5 through holes are sequentially formed, and the movable sleeve has no 6th through hole.
The 10th through hole is formed in sequence, and the spool is in the center position.
With the movable sleeve at the rear end position, air is supplied to the P port.
When supplied, the movable land will give the elastic force of the shift spring.
Is moved against and comes into contact with any of the stoppers.
The movable land opens the 7th and 8th through holes,
Movable pick-through through P port, 3rd through hole, 7th and 8th through hole
And the second through hole from inside the movable sleeve.
Flow rate is adjusted by and flows to port A and is movable
Adjust the flow rate from inside the sleeve with the 8th through hole and the 3rd through hole.

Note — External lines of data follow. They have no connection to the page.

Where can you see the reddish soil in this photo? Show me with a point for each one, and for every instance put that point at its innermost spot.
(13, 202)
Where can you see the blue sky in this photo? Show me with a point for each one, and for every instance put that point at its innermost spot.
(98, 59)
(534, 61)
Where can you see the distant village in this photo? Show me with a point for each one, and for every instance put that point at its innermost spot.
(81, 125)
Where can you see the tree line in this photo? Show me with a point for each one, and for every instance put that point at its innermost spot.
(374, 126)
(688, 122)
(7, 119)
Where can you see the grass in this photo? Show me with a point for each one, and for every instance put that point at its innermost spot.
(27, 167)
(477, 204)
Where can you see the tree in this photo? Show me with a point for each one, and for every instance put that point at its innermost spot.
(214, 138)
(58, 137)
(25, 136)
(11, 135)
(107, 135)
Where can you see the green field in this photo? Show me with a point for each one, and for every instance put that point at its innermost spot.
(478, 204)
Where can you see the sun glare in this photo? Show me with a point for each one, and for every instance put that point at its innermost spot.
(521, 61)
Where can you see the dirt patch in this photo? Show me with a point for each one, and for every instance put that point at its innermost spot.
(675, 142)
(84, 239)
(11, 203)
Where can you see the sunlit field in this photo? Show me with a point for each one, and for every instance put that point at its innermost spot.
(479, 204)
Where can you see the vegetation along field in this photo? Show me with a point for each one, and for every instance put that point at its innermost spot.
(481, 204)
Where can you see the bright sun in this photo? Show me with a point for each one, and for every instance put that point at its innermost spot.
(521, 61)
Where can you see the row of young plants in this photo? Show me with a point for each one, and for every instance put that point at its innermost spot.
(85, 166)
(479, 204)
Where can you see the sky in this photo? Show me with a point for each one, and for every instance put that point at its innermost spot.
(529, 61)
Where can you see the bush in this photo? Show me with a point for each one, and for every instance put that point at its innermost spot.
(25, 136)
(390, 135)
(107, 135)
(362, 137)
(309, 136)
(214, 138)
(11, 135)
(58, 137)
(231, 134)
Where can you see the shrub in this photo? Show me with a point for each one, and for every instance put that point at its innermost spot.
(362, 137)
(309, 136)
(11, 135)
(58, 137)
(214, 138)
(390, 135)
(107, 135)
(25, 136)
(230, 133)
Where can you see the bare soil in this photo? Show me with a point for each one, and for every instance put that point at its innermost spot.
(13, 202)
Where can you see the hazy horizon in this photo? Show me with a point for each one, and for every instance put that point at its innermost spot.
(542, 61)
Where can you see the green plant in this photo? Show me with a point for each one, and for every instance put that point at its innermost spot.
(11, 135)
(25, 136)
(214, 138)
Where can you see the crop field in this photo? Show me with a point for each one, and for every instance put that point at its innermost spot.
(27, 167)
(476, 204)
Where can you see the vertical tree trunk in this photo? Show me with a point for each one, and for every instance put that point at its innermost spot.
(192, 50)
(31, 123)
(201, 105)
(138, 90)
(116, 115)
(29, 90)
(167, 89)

Flow to port B, and the spool moves at the center position.
Reeve is at the front end position and P port communicates with the atmosphere
At this time, the movable land is moved by the elastic force of the shift spring.
The movable land comes into contact with the stopper that has been moved and left.
The 7th and 9th holes are opened, and A port and B port
A 4-port or 5-port safety solenoid valve that communicates with the R port and has at least 5 positions.